L’esordio psicotico (FEP – First Episode Psychosis) avviene in genere prima dei 30 anni, l’insorgenza in età adolescenziale, con esordio prima dei 18 anni, è stimata del 18% (Davi, 2014). Si presenta come un evento apparentemente improvviso ma in realtà è preceduto da fasi prodromiche (della durata media di cinque anni), durante le quali avvengono una serie di cambiamenti e anomalie psicologiche e comportamentali (Larson et al, 2010; Heiden& Hafner, 2000). L’esordio psicotico può comportare la riduzione dei movimenti verso l’autonomia dalla famiglia e inibire la formazione dell’identità e la padronanza di sé.
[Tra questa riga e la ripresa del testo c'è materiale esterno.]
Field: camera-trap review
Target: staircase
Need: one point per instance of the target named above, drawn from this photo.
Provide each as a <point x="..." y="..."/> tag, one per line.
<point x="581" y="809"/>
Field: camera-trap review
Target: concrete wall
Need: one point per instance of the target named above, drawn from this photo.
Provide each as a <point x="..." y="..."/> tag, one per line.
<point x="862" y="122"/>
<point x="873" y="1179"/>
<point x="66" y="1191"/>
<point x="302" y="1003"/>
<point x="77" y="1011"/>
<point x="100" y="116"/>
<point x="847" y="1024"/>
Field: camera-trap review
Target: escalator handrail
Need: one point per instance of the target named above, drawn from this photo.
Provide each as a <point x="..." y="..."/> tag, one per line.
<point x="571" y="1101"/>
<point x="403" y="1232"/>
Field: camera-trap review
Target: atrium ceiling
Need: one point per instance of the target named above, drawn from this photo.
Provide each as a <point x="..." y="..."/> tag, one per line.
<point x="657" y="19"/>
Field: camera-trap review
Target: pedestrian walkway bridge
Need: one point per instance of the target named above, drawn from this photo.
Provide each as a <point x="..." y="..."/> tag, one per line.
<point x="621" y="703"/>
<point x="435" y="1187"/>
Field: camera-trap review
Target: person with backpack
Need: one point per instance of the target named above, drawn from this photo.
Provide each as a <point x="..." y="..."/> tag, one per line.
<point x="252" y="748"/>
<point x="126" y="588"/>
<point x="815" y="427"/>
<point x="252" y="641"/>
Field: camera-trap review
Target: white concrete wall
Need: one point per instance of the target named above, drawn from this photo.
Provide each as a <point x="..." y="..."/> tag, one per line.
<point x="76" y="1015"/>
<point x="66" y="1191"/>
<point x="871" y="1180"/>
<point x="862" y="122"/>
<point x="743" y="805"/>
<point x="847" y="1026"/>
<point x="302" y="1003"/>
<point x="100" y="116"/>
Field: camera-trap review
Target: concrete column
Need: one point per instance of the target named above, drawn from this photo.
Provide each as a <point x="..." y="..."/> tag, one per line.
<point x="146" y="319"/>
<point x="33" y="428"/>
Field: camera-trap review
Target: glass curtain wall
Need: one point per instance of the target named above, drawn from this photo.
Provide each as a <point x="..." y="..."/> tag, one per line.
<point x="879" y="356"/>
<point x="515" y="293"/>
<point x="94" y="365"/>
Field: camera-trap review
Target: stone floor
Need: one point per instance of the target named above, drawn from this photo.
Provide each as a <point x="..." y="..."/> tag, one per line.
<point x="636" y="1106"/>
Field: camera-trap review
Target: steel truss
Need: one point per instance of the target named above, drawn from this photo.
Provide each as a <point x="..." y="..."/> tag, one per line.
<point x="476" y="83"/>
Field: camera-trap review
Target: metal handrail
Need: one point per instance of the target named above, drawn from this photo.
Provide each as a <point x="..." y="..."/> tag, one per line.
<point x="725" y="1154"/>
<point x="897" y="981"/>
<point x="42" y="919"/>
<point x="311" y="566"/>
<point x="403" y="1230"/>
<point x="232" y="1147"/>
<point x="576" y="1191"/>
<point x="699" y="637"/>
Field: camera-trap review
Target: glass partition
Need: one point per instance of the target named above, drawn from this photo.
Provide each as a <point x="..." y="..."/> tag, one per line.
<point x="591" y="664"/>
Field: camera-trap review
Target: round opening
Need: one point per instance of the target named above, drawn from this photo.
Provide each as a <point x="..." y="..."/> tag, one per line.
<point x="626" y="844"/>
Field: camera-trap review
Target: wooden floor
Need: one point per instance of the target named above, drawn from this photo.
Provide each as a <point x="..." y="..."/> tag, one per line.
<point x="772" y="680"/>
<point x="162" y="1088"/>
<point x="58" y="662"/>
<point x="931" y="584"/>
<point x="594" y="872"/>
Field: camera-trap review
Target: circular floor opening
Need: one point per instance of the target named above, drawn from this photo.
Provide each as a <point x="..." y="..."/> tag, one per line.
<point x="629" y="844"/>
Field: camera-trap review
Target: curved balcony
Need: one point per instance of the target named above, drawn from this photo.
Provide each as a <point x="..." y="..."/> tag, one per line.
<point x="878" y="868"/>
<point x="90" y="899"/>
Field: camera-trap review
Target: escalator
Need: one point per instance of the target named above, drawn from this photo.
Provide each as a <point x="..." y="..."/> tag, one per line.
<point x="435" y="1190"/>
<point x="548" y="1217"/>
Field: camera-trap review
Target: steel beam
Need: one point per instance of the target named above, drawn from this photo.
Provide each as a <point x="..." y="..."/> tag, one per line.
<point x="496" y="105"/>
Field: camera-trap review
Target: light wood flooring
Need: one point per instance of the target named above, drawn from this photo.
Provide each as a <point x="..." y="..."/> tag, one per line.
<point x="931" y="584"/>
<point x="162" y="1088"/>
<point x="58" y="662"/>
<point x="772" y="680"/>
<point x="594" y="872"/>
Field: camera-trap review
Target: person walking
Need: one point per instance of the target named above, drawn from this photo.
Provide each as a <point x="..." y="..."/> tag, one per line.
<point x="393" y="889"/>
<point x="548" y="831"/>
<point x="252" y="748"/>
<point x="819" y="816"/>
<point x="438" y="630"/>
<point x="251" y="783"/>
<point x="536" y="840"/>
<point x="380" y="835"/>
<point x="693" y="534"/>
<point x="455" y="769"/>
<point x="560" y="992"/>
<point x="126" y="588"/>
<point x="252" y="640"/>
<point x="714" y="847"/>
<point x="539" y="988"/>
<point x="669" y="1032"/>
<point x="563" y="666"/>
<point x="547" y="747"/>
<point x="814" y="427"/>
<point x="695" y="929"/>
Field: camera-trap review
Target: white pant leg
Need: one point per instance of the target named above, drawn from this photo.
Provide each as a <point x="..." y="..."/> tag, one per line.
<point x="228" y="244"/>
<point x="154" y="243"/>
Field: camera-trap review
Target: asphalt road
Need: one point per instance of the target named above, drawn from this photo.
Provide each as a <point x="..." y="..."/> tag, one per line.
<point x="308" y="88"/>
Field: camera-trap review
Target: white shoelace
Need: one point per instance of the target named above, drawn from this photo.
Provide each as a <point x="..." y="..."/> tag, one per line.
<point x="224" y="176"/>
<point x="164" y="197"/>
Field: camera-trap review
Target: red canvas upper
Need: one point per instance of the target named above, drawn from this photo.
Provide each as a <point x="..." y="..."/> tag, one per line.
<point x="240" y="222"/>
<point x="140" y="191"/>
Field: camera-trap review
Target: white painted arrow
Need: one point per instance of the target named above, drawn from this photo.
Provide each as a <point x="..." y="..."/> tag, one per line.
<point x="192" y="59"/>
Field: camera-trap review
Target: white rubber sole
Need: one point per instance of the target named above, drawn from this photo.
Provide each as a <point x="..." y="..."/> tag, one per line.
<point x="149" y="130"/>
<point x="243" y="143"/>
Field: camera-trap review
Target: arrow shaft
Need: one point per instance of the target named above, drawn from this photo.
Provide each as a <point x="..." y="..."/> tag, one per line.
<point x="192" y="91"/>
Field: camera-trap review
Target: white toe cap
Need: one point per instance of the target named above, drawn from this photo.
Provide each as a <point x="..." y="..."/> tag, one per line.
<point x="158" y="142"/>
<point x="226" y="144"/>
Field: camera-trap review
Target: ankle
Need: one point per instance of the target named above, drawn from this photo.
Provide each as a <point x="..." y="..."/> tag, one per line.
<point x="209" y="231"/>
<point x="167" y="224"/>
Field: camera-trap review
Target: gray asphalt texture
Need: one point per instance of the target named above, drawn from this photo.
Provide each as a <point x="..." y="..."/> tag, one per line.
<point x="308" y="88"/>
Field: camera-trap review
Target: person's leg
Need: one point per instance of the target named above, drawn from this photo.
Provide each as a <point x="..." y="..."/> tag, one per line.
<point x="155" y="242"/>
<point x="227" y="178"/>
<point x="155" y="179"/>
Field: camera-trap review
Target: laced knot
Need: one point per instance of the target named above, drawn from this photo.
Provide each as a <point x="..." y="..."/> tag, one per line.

L’importanza della presa in carico precoce degli esordi psicotici
Come precedentemente sottolineato, diverse ricerche svolte durante gli anni ‘90, hanno mostrato come fosse possibile rintracciare nella storia di vita di pazienti psicotici una serie di segnali e sintomi predittivi dello sviluppo patologico, la cui presenza in ragazzi giovani determina uno Stato Mentale a Rischio (ARMS – At Risk Mental State) (McGorry& Singh, 1995; Yung et al, 1996). L’intervento precoce e tempestivo nei confronti di questi casi può avere effetti positivi sul decorso stesso della patologia, ritardando o prevenendo il primo episodio psicotico (Cozzi, 2017).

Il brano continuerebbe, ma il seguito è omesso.